Rettung wurde im Festival etwa durch die Auseinandersetzung mit der traditionellen Musik anderer Länder angeboten, auch oft vorschnell als "Weltmusik" tituliert. Doch zeitgenössische Musik war das Orchester-Arrangement der anatolischen Melodien des deutsch-türkischen Komponisten Mark Sinan eben auch nicht. Vielleicht war dieser eher vorsichtig dokumentarische Ansatz aber noch der beste, denn die Multi-Kulti-Welle ist in den vergangenen zwanzig Jahren in oft heikler Weise durch die zeitgenössische Musik geschwappt. Den guten Eindruck des Projektes der Dresdner Sinfoniker (Sendung am 1.11. bei DeutschlandRadio Kultur) konnte auch ein Videoteam nicht behindern, das die Filmaufnahmen aus der Türkei hemmungslos zu toller Kunst zerschnipselte.
Damit bei den "Tonlagen" ansatzweise der Haptus des guten alten Neue-Musik-Festivals erhalten blieb, wurden einige herausragende Ensembles der Neuen Musik eingeladen: Ascolta, Resonanz, Courage, wobei nur die Hamburger einen nahezu klassischen Konzertabend mit sechs Kompositionen für Streicher vorstellten. Ein Symposium gab es ebenfalls wieder - Thema: "populär versus elitär" - der Titel wurde bereits in der Eröffnungsrede vom neuen Rektor der Dresdner Musikhochschule Ekkehard Klemm ausgehebelt und auch mehrere "Hellerau Talks"-Veranstaltungen konnten das in dieser Ästhetikdebatte gespiegelte Dilemma des Festivals nicht verhehlen: die Tonlagen sind weder populär noch elitär.
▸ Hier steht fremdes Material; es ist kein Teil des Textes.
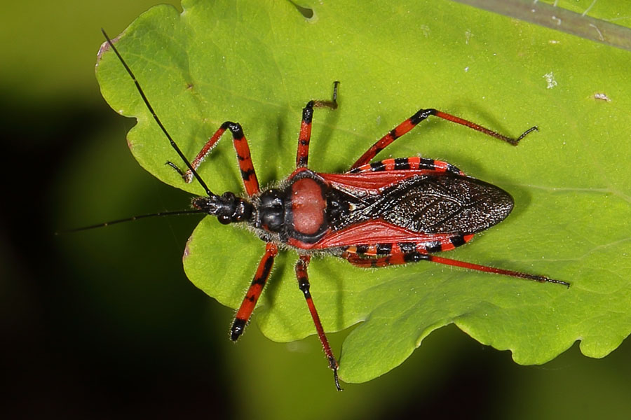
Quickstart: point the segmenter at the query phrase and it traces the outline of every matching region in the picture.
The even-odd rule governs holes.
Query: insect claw
[[[191,181],[193,181],[193,173],[191,172],[191,169],[189,169],[186,172],[180,169],[177,164],[171,162],[170,160],[168,160],[165,164],[168,164],[173,169],[179,174],[179,176],[182,176],[182,178],[184,179],[184,182],[186,183],[190,183]]]
[[[526,131],[524,131],[523,133],[522,133],[522,135],[520,136],[519,137],[517,137],[517,138],[515,140],[515,143],[511,142],[511,144],[513,144],[513,145],[514,145],[514,146],[517,146],[517,144],[520,142],[520,141],[522,139],[523,139],[524,137],[525,137],[526,136],[527,136],[529,134],[531,133],[531,132],[534,132],[534,131],[536,131],[536,132],[539,131],[539,127],[537,127],[536,125],[534,125],[534,126],[533,126],[533,127],[531,127],[530,128],[529,128],[528,130],[527,130]]]
[[[333,370],[333,380],[335,381],[335,388],[337,391],[344,391],[344,388],[339,386],[339,378],[337,377],[337,369],[339,365],[334,357],[329,358],[329,367]]]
Sie liegen genau dazwischen, auch wenn sie nicht "versus" sind.
Das ist zumindest problematisch, was die Vermarktung angeht - rote Fäden oder thematische Schwerpunkte sucht man bei diesem Festival vergeblich. Zudem ist das Dresdner Kulturvolk in seiner Ignoranz, aber auch ebenso plötzlich eintretender Euphorie unberechenbar und einzigartig. Was da also vielleicht als logische Maßnahme als "in-die-Breite-gehen" angekündigt wurde, hatte gedehnt auf 16 Tage zur Folge, dass zwar laut Veranstalter "in jedem Konzert ein anderes Publikum saß", aber eine zwingende Dramaturgie unterblieb. So ließen sich eben die Zuhörer eines horrend komplexen Avantcore-Abends mit Michael Wertmüller und dem Ensemble "Steamboat Switzerland" eben nicht auf das Dessert mit dem Popkünstler Felix Kubin ein, der leicht resigniert noch etwas wie Gemütlichkeit in der spärlichen Runde feststellen konnte.
Neben Einblicken in die Dresdner Electronica-Szene gab es Soundcollagen mit FM Einheit, Orgelkonzerte mit Werken so unterschiedlicher Künstler wie Ulf Langheinrich und Jörg Herchet und (für den Haken auf dem "populär"-Zettel) einen vergnüglichen Abend mit HK Gruber. Kurz vor Schluss gaben sich die Neuen Vocalsolisten Stuttgart noch mit Fedele und Sciarrino die Ehre, die Kinderkomponistenklasse Dresden präsentierte den Nachwuchs und zu Live-Musik und Sets von Barbara Panther, ByeTone und Sick Girls wurde am Ende gefeiert - zeitgenössisch?
Vom 1.-16. Oktober 2011 findet das nächste "Tonlagen"-Festival in Dresden statt.